Within the next 90 days, Chase, which just a few weeks ago accepted more than $20 Billion as a cash infusion from the U.S. government, will open regional counseling centers, hire additional loan counselors, introduce financing alternatives, reach out to borrowers to offer pre-qualified modifications, and commence a new process to independently review each of its loans.
Since early 2007, Chase claims to have helped about 250,000 families — with $40 billion in loans — avoid foreclosure, primarily by modifying their loans or payments.
Specifically, for Chase, WaMu and EMC customers, today’s announcement means Chase will:
- Systematically review its entire mortgage portfolio to determine which homeowners are most likely to require help — and try to provide it before they are unable to make payments.

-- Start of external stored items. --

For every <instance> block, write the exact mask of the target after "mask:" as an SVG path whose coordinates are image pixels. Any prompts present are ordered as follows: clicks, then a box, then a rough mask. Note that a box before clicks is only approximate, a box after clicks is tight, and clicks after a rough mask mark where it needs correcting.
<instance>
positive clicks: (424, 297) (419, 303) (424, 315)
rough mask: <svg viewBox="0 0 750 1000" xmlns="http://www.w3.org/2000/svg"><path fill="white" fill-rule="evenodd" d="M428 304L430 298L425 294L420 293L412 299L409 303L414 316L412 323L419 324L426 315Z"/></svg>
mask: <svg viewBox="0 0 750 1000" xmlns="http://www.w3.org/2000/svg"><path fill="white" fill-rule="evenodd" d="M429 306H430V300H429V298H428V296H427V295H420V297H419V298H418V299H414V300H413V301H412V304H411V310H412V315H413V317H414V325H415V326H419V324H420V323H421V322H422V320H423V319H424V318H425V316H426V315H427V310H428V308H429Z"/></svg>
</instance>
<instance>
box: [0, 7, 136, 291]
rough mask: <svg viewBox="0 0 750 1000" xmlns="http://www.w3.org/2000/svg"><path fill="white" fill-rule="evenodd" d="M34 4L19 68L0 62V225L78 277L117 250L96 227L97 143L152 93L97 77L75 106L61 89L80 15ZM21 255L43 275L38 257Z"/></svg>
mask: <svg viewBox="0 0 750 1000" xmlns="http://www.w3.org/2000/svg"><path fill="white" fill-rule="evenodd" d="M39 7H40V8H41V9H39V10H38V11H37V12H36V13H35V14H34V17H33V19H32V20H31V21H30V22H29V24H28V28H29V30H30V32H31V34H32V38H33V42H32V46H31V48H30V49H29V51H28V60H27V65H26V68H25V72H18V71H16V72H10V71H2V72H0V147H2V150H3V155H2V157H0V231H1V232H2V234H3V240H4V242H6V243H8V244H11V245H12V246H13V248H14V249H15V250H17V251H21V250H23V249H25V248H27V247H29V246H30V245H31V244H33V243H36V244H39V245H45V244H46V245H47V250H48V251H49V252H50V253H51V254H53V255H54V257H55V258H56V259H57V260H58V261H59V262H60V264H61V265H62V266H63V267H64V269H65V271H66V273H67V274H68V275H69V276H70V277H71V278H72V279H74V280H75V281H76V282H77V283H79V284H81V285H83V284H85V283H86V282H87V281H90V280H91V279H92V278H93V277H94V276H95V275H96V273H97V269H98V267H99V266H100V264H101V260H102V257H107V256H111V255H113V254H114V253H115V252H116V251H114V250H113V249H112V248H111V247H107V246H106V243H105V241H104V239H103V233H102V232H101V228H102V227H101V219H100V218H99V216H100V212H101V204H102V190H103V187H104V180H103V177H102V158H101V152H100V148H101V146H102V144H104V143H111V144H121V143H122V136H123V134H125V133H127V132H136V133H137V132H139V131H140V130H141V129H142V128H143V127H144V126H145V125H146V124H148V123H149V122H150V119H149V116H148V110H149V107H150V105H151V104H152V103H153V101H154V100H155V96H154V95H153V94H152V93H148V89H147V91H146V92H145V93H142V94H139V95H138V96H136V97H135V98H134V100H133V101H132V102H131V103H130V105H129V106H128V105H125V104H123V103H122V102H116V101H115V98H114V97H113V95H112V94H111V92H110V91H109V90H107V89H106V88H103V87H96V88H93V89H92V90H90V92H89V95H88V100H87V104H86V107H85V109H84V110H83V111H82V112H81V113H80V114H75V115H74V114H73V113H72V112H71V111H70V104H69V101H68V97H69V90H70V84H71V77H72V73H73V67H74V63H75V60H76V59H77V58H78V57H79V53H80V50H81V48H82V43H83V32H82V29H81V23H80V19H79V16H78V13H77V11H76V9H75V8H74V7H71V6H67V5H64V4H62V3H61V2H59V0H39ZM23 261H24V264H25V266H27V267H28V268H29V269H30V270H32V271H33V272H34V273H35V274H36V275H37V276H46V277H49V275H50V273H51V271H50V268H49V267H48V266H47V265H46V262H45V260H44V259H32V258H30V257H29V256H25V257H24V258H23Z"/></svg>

- Proactively reach out to homeowners to offer pre-qualified modifications such as interest-rate reductions and/or principal forbearance. The pre-qualified offers will streamline the modification process and help homeowners understand that Chase is offering a specific option to make their monthly payment more affordable.

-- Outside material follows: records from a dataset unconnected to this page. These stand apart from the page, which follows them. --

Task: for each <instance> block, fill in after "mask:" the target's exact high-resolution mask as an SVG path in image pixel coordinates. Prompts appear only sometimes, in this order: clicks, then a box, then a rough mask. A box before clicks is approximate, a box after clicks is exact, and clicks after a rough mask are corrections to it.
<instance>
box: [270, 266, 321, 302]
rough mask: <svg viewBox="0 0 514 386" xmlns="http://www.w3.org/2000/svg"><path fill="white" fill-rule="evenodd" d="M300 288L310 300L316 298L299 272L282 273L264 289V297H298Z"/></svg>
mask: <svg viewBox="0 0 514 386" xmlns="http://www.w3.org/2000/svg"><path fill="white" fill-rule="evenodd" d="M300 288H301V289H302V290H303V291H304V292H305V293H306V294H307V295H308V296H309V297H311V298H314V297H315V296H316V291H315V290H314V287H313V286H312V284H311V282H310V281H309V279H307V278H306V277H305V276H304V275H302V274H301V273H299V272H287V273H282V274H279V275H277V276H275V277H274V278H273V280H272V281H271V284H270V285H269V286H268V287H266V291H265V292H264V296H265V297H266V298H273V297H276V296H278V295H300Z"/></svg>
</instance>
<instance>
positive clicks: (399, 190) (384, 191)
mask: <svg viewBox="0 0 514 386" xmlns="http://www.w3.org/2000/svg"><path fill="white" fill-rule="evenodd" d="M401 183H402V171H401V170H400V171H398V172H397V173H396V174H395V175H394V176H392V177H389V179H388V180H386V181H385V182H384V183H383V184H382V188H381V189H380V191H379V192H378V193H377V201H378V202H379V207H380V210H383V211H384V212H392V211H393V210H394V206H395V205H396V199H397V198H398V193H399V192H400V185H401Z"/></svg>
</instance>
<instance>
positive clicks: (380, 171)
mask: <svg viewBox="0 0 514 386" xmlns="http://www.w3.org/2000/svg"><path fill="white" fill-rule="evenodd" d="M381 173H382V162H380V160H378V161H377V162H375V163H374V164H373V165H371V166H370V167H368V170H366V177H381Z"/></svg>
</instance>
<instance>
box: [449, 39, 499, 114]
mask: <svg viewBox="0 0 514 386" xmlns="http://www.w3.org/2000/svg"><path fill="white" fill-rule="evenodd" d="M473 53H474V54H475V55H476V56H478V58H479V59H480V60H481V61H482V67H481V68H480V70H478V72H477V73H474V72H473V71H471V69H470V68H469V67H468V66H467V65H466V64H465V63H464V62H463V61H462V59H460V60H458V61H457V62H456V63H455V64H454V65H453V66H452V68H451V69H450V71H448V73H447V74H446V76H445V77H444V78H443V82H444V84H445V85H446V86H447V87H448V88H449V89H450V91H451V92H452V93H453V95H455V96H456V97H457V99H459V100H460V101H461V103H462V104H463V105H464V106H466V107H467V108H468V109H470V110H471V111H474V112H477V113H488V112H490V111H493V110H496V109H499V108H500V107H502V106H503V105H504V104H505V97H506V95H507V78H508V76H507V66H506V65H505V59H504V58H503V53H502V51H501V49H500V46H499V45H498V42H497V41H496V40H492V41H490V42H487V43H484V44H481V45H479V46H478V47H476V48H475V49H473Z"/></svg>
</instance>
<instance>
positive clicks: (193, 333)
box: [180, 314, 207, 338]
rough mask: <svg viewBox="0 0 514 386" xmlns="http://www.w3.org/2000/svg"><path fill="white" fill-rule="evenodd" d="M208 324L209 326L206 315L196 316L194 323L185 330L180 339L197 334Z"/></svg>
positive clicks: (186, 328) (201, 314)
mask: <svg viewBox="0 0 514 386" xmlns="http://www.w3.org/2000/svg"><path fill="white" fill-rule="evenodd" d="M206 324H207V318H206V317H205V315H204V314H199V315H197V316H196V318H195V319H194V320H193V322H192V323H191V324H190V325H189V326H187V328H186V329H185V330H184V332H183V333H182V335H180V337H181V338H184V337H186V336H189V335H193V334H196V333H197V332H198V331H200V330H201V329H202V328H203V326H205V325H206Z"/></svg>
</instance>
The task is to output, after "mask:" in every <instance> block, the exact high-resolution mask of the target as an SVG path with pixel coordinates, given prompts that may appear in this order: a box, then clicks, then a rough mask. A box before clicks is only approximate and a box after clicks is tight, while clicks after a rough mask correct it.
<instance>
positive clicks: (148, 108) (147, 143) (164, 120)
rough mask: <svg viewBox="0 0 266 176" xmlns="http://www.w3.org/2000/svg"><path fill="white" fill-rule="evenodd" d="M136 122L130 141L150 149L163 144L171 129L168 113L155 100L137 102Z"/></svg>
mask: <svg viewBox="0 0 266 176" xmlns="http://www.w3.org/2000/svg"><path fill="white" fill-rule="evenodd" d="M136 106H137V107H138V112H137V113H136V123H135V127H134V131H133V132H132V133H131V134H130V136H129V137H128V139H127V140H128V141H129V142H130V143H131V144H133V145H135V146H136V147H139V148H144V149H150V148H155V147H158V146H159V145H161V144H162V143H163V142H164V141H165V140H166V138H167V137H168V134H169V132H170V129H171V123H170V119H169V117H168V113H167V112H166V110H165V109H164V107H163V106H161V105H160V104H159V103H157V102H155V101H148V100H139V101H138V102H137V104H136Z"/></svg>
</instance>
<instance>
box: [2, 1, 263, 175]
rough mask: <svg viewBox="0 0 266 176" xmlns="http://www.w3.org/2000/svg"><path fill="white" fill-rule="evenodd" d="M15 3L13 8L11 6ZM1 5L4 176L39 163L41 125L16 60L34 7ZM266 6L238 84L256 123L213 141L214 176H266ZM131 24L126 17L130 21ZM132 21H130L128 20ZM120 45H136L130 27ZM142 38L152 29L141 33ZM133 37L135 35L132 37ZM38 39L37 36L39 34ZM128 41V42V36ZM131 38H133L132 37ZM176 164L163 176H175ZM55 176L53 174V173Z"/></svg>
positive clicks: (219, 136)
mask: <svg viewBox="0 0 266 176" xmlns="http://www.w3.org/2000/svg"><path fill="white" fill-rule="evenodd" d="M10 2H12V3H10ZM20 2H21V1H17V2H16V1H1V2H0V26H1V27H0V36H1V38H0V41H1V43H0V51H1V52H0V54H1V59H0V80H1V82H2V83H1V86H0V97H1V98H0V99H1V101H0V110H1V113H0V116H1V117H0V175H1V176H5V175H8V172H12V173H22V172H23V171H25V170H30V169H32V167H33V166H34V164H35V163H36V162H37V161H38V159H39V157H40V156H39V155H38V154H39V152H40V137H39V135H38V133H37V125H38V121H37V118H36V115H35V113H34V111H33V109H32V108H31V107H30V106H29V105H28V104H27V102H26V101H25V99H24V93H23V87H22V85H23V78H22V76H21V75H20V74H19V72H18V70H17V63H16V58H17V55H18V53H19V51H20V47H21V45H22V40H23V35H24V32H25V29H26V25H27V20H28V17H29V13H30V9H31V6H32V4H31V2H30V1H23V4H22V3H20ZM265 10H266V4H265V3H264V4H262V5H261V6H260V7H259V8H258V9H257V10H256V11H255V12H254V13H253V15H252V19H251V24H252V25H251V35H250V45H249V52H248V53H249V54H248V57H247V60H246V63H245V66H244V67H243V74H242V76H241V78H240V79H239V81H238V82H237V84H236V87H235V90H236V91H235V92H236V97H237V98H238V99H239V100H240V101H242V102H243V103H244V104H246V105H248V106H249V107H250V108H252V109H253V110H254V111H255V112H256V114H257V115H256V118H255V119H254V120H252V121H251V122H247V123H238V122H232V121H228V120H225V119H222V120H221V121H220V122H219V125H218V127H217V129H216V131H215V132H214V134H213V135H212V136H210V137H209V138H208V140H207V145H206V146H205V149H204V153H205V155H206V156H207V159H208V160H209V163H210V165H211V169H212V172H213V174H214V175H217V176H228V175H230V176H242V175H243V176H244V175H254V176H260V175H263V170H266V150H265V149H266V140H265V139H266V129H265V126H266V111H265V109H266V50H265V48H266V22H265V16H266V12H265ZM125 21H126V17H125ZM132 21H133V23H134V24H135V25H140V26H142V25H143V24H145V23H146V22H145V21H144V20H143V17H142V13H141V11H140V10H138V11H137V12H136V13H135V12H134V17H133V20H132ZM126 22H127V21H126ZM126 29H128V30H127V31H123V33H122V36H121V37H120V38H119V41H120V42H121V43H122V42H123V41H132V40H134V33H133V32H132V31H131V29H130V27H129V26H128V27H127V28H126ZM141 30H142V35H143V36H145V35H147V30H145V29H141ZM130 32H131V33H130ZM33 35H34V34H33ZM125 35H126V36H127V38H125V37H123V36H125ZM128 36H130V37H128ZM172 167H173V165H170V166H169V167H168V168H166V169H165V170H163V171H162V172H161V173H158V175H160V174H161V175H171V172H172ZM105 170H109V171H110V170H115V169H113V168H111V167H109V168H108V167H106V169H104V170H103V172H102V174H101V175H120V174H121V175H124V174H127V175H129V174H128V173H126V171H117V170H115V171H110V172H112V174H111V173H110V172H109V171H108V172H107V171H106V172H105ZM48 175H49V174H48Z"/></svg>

- Establish nearly 25 regional counseling centers to provide face-to-face help in areas with high delinquency rates, building on the success of one- and two-day Hope Now reach-out days.
- Add 300 more loan counselors — bringing the company’s combined total to more than 2,500 — so delinquent homeowners can work with the same counselor throughout the process, improving follow-through and success rates.
- Create a separate and independent review process within the company to examine each mortgage before it is sent into the foreclosure process (in order to validate that each homeowner was offered appropriate modifications). In order to pull this off, Chase will hire 150 dedicated staffers.
- Not add any more Chase-owned loans into its foreclosure process while enhancements are being implemented.
- Disclose and explain in plain and simple terms the refinancing or modification alternatives for each kind of loan. Chase also will use in-language communications, including local publications, to more effectively reach homeowners.
- Expand the range of financing alternatives offered to modify pay-option adjustable rate mortgages, including 30-year, fixed-rate loans with affordable payments, principal deferral and interest-only payments for 10 years. All the alternatives eliminate negative amortization.
- Offer a substantial discount on — or donate 500 homes — to community groups or through non-profit or government programs designed to stabilize communities.
- Use more flexible eligibility criteria on origination dates, loan-to-value ratios, rate floors and step-up features.
More than 765,000 homeowners received foreclosure notices during the 3rd quarter of 2008, the most since records began in January 2005, according RealtyTrac.
When you include Countrywide’s mandatory loss mitigation efforts, today’s announcement spells possible relief for some 800,000 Americans facing imminent foreclosure.